Histologic Findings: Biopsy specimens from EMB should reveal the simultaneous findings of lymphocyte infiltration and myocyte necrosis.

Staging: The Dallas classification (1987) and the World Health Organization (WHO) Marburg classification (1996) are commonly used.

• Cell types - Lymphocytic, eosinophilic, neutrophilic, giant cell, granulomatous, or mixed

• Amount - None (grade 0), mild (grade 1), moderate (grade 2), or severe (grade 3)

• Distribution - Focal (outside vessel lumen), confluent, diffuse, or reparative (in fibrotic areas)

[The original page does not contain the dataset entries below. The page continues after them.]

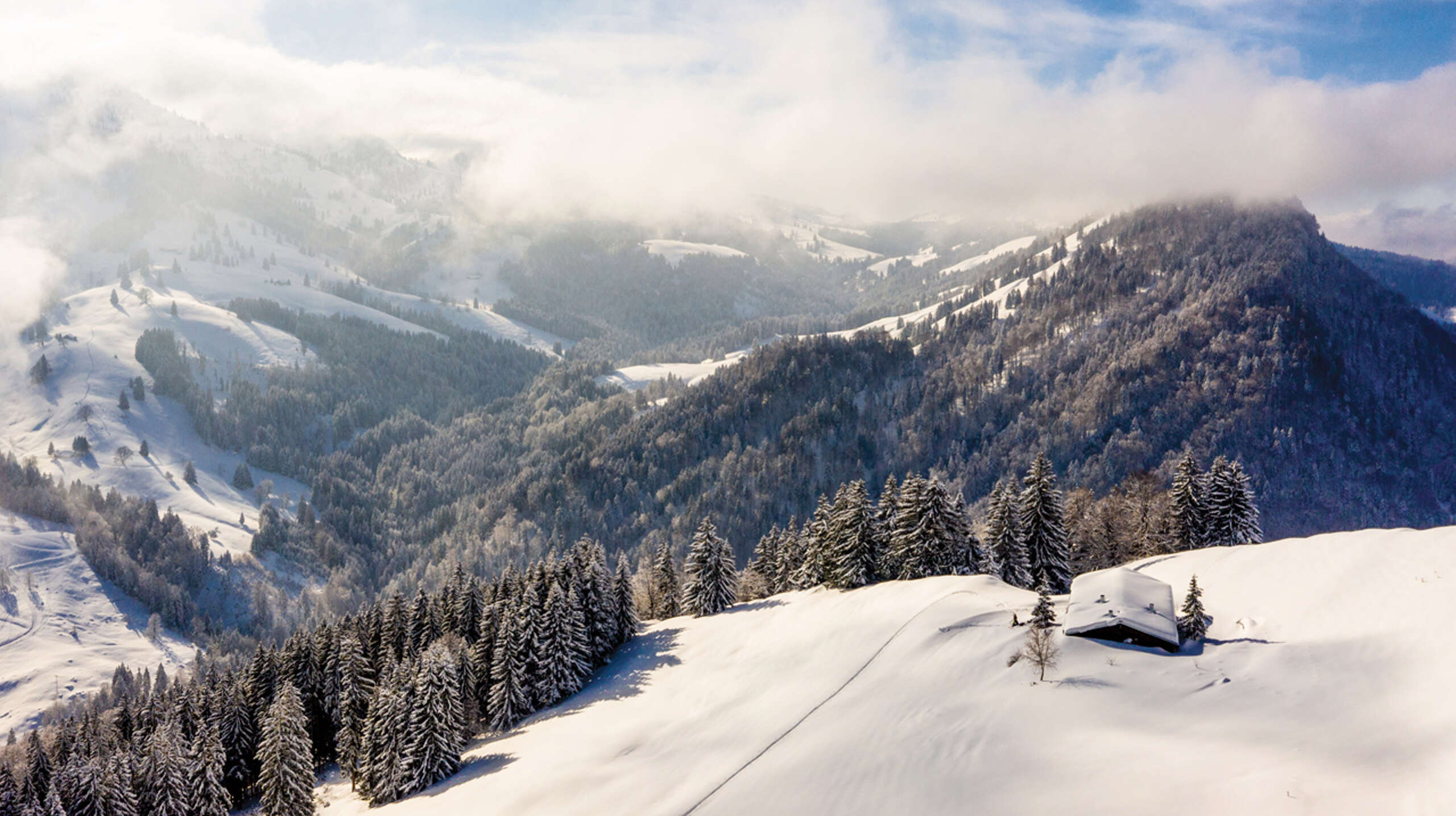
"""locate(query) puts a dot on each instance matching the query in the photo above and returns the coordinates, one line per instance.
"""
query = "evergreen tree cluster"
(391, 694)
(915, 529)
(1212, 508)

• Dallas classification (1987)

• Initial biopsy
  • Myocarditis - Myocardial necrosis, degeneration, or both, in the absence of significant coronary artery disease with adjacent inflammatory infiltrate with or without fibrosis

  • Borderline myocarditis - Inflammatory infiltrate too sparse or myocyte damage not apparent

  • No myocarditis

• Subsequent biopsy
  • Ongoing (persistent) myocarditis with or without fibrosis

  • Resolving (healing) myocarditis with or without fibrosis

  • Resolved (healed) myocarditis with or without fibrosis

• WHO Marburg criteria (1996) defines myocarditis as a minimum of 14 infiltrating leukocytes/mm², preferably T cells (CD45RO), with as many as 4 macrophages possibly included.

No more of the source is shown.